BACKGROUND AMD AIMS: APOB mutations are a rare cause of familial hypercholesterolaemia (FH) and, until recently, routine genetic diagnosis only included the study of two small APOB fragments. In previous years, 5 novel functional mutations have been described in APOB fragments not routinely studied, our group having functionally characterized 2 of them. The main aim of this work was to identify and characterize novel alterations in APOB to assess the genetic cause of hypercholesterolemia in patients with a clinical diagnosis of FH.

METHODS: We performed next generation sequencing of 48 Portuguese clinical FH patients, who were apparently mutation negative. All variants found in APOB were annotated. For functional studies, LDL from index patients and relatives was separated and marked with FITC-LDL for flow cytometry assays in lymphocytes and U937 growth assays.

RESULTS: A total of 11 potential pathogenic variants were identified. Variants p.(Pro994Leu) and p.(Thr3826Met) in exons 19 and 26 were found in 4 patients, and in vitro analysis was performed for these variants. An exon 26 alteration (p.(Thr3826Met)) showed a decrease in binding and internalization of LDL, and in U937 growth assays that was similar to the effect with p.(Arg3527Gln). An alteration in exon 19 had a neutral effect.

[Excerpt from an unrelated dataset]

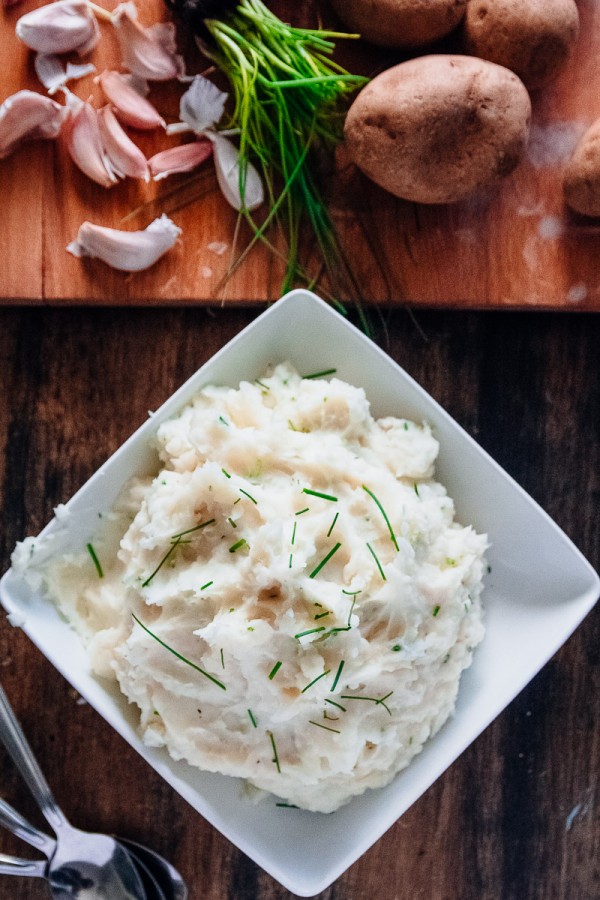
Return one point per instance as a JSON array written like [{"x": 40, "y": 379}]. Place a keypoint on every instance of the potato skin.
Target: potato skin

CONCLUSIONS: The spectrum of functional alterations in APOB outside the fragments routinely screened is slowly growing. Screening of all 29 exons of APOB is advised for FH routine diagnosis, but functional characterization is necessary for pathogenicity assessment. It is expected that the number of patients with functional APOB mutations will increase in the near future.